Email debacle highlights Net importance

By Stuart Finlayson

Telstra's recent email disaster showed clearly how the Internet has changed from novelty to utility in a couple of years.

So says Marty Gauvin, Managing Director of managed Internet services provider Hostworks. Gauvin reckons the month-long email debacle at Telstra had delivered at least one message clearly: "The big message from the Telstra email disaster is that, like it or not, the Internet and its services, are now critical to the way we do business.

"As a result, when people buy their services, the price of an ADSL service or an email service is irrelevant. The first question needs to be 'how much downtime does the service permit?' and 'what availability guarantees does the service provider offer?'

"A few years back, Australians baulked at buying an imported Russian car that cost $8000 because it seemed too cheap to be true. Internet services that offer low prices without guaranteed availability will be treated with the same disdain."

Hostworks operates out three data centres in Sydney and Adelaide, with clients including ninemsn, Ticketek, Baggy Green, Zuji and Greater Union.

Gauvin says the Internet game had changed in 2003. "Gone are the days when someone would go to the telephone directory if a website did not come up.

"All services are now expected to be online, with guaranteed access and security. The Telstra exercise has very clearly brought out the fact that it doesn't matter how many bells, whistles and discounts you offer, if you can't deliver your core service reliably."

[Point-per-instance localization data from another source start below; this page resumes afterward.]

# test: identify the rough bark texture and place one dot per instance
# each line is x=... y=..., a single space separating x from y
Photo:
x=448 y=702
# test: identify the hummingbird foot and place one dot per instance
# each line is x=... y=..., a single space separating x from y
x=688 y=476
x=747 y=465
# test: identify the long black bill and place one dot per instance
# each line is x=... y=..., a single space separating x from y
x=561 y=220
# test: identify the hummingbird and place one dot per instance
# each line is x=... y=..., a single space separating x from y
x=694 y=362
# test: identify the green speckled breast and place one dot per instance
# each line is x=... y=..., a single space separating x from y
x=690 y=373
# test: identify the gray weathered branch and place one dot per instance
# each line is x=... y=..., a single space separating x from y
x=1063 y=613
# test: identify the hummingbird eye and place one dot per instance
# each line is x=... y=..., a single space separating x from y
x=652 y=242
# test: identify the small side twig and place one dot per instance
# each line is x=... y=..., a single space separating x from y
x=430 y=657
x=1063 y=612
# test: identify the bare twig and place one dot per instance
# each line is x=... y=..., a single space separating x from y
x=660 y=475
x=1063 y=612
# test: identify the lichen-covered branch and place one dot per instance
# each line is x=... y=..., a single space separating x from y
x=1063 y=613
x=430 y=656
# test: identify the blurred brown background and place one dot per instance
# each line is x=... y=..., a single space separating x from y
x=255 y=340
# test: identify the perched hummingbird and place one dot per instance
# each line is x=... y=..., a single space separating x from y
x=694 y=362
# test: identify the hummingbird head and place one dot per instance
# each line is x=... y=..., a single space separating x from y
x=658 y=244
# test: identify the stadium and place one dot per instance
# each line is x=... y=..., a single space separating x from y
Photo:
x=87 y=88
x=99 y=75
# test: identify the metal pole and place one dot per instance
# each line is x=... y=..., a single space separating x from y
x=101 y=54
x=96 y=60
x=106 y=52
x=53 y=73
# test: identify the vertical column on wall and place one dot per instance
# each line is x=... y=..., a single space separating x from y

Gauvin predicts that Internet services that cannot deliver guaranteed availability will experience the same discontent-driven churn that afflicted other service industries, such as the mobile phone sector. "When customers regarded the Internet as a novelty, they would wait for a slow website to load. Today, the Internet is regarded as a utility - just like your power or your water - which is expected to be available when customers want to use it.

"We noticed this change occurring in customers about 18 months ago as they began to move from using dialup Internet access to always-on broadband. The attitude of customers changed from tolerance of a slow website to resentment that it did not work as quickly as they expected it to.

"That shift in attitude has changed the whole Internet game. Service providers that do not adjust their performance to respond to that change are in for a very hard time."